Physical rotation of a vector in 2D
Suppose you have a vector with cartesian coordinates (x,y) and want to rotate this by some angle theta. I'll use the conventional notations
  • the x-axis is horizontal, positive to the right,
  • the y-axis is vertical, positive upward,
  • vectors are expressed as column vectors, and
  • rotation is positive counterclockwise.
Expressed as a column vector, the vector from the origin to [itex](x,y)[/itex] is

[tex]\boldsymbol{r} = \bmatrix x\\y\endbmatrix[/tex]
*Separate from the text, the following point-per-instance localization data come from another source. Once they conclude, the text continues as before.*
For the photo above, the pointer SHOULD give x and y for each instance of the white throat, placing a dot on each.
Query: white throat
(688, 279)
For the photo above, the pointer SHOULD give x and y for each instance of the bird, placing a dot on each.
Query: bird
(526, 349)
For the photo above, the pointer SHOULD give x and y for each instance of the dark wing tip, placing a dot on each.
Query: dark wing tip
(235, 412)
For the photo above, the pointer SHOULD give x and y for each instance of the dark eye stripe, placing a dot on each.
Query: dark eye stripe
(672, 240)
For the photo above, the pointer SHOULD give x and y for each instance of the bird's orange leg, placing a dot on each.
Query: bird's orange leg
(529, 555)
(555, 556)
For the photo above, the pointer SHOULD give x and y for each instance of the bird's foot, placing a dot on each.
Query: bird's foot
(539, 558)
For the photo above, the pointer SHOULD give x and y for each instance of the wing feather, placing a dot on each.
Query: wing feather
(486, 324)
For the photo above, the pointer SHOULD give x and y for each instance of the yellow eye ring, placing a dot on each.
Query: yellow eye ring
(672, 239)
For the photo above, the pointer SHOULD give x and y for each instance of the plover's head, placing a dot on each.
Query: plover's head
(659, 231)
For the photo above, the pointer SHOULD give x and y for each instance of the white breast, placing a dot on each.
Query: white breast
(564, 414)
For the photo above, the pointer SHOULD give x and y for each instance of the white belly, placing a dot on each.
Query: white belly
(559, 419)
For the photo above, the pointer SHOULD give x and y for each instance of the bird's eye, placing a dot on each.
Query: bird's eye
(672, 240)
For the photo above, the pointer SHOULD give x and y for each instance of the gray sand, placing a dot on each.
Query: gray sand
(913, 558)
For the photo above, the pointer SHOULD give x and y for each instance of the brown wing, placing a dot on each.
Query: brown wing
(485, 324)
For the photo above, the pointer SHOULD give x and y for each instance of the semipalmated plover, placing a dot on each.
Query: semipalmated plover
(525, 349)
The coordinates of the endpoint of the rotated vector are (derivation is an exercise left to the reader) [itex](x\cos\theta - y\sin\theta, x\sin\theta + y\cos\theta)[/itex] or

[tex]\boldsymbol{r}' =
\bmatrix x\cos\theta - y\sin\theta \\ x\sin\theta + y\cos\theta\endbmatrix
= \bmatrix \cos\theta & -\sin\theta \\ \sin\theta & \cos\theta \endbmatrix \, \bmatrix x\\y\endbmatrix
= \mathbf{R}(\theta) \, \boldsymbol{r}[/tex]

where

[tex]\mathbf{R}(\theta)
\equiv \bmatrix \cos\theta & -\sin\theta \\ \sin\theta & \cos\theta \endbmatrix
[/tex]

is the 2D matrix that physically rotates a column vector by an angle [itex]\theta[/itex].
here.

If I define a point in the 3D space at xyz, and I supply a rotation of xyz, will those equations spit out an xy coordinate for it in the viewing plane?


I'm sorry, I have great facility with conceptualizing mathematics but, without a formal post-secondary education, I'm afraid the representation on paper is beyond me. I guess I'm in over my head.